ヤマトHD「5割減益」で宅急便の運賃を来年も値上げ?→副社長の回答は…Photo:PIXTA

ヤマトホールディングスの2024年3月期第2四半期の業績は、減収減益に落ち込んだ。宅配便の値上げはしたものの、物価上昇によるEC需要の低迷で、宅配便の取扱数量が低調に推移した影響がある。24年3月期の通期は増益見通しも、予想値は引き下げた。決算説明会では栗栖利蔵副社長が「次年度の値上げ」についても言及した。(カーゴニュース編集部)

*本記事はカーゴニュースからの転載です。

宅配便単価上昇も個数減で減収減益に

 ヤマトホールディングス(本社・東京都中央区、長尾裕社長)の2024年3月期第2四半期の連結業績は、売上高が8665億8200万円(前年同期比1.9%減)、営業利益が123億5800万円(31.5%減)、経常利益が126億4100万円(30.8%減)、純利益が53億8400万円(48.0%減)となり、減収減益だった。

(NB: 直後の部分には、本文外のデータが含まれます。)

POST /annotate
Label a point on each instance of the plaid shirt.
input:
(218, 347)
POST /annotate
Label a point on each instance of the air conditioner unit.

 宅配便単価は4月に実施した届出運賃の改定をはじめ、プライシング適正化に取り組んだことで上昇したものの、物価上昇によるEC需要の低迷で宅配便の取扱数量が低調に推移したことが響き減収となった。また、国際輸送の減少も想定を下回って推移した。一方、利益面では、減収影響に加え、時給単価や委託・燃料コストの上昇などが響き2ケタの減益となった。